At 88% to 19.5%, there is still hope for recovery. However, The damage becomes irreversible if the oxygen saturation falls below 19.5%. At this point, the atmosphere is deemed too oxygen-deprived to function properly. Furthermore, you risk fainting and falling unconscious at less than 10%. And finally, the damage is fatal when the saturation drops below 8%.
Causes of oxygen desaturation during sleep
The oxygen saturation index measures the volume of oxygen present in the blood. When the blood O2 level drops, it is referred to as desaturation. Multiple reasons cause desaturation, ranging from illness to routine slowing down.

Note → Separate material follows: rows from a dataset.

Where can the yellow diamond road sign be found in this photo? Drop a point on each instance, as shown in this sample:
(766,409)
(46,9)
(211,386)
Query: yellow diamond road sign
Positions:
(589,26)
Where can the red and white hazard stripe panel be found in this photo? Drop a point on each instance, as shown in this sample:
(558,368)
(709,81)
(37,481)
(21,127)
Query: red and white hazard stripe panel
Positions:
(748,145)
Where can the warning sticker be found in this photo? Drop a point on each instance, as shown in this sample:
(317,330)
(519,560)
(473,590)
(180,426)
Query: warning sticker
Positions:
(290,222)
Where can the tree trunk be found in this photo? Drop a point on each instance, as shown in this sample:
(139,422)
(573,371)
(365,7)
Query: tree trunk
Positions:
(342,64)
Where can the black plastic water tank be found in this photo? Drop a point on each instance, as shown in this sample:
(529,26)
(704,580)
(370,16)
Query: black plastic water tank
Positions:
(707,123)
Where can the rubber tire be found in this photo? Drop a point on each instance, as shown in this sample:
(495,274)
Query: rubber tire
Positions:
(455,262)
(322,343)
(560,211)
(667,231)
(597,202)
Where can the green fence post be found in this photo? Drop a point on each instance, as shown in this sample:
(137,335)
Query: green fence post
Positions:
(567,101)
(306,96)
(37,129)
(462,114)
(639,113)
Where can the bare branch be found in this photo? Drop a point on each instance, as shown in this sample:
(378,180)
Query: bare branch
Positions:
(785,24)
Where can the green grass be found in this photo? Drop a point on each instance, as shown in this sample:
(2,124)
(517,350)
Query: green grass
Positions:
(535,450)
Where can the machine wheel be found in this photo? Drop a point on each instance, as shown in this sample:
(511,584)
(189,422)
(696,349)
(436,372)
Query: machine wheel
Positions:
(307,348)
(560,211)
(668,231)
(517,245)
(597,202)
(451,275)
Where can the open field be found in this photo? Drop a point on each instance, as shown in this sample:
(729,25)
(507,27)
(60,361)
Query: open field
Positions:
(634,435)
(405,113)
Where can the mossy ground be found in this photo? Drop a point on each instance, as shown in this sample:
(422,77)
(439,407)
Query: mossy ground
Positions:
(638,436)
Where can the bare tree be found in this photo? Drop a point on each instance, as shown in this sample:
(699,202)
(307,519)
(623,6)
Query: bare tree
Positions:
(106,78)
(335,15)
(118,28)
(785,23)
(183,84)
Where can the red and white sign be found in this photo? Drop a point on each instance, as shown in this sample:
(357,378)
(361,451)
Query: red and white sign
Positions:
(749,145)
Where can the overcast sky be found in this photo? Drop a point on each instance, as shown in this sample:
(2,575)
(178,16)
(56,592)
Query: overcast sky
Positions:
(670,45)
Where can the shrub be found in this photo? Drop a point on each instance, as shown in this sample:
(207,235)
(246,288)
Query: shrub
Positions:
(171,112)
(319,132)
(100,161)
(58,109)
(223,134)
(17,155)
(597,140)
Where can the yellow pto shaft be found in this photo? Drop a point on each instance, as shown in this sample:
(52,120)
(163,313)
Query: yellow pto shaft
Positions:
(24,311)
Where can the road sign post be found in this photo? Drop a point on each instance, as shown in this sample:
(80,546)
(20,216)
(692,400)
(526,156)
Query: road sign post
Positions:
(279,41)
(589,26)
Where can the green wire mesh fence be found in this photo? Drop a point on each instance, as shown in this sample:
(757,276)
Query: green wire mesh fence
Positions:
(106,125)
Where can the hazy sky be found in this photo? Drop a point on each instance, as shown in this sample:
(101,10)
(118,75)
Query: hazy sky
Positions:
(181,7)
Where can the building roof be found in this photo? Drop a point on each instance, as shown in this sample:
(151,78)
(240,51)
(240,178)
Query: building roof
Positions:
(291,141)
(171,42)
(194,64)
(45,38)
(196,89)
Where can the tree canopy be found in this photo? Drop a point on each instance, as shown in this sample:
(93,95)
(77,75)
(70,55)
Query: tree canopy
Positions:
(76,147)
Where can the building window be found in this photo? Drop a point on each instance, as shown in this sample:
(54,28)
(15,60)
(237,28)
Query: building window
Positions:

However, O2 desaturation is almost always observed as you slide into slumber. So you may wonder if your body is following a routine or if something bigger is at play. To help you kill the curiosity, here are all the reasons your blood undergoes O2 desaturation:
Desaturation isn’t always a warning signal. Sometimes, it just means your brain cells take some well-deserved time off. Under normal circumstances, your heart rate and eye movement slow down. Additionally, your metabolic reactions and reflex actions begin lagging as well.
When this happens, the body doesn’t require an abundance of O2 gas. Therefore the breathing rate also slows down. As less oxygen is taken in, less is released into the bloodstream.
A desaturation of about 3% to 4% is expected during sleep. However, a more significant reduction in the ODI indicates a more serious problem. Typically, it hints towards sleep apnea.
The sleep disorder interrupts a consistent breathing pattern, suddenly causing oxygen levels to drop. As less oxygen is in circulation, you may wake up from sleep and gasping for air.
Patients suffering from sleep apnea should sleep with an O2 mask on as the desaturation worsens with time.
Symptoms of sleep apnea include:
- Loud snoring
- Morning headache
- Difficulty staying asleep
- Waking up with a dry mouth
At what oxygen level is a ventilator needed
It becomes a cause of concern for healthy individuals when the O2 saturation drops below 95%. However, people suffering from a chronic pulmonary disorder can afford the saturation to be as low as 88%.
Once it gets even lower, the doctors advise you to seek medical assistance immediately. If the saturation remains low for a prolonged period, you risk permanent damage to your tissues. But rest assured, you won’t face any serious consequences if there is a slight delay in reaching the hospital.
Health care intervention is crucial, and the necessary action depends on the blood oxygen level. Check this table for more information.
|Blood Oxygen Level||Health Care Intervention|
|95% – 100%||No intervention necessary|
|88% – 92%||Respiratory assessment and monitoring|
|85% – 88%||Initiation of oxygen therapy|
|Below 85%||Immediate administration of supplemental oxygen|
The same can’t be said when the saturation drops below 19.5%. At such a drastically low level, you must be rushed to the hospital immediately. Medical practitioners may put you on a ventilator even on the way to the hospital to avoid any more permanent or severe damage.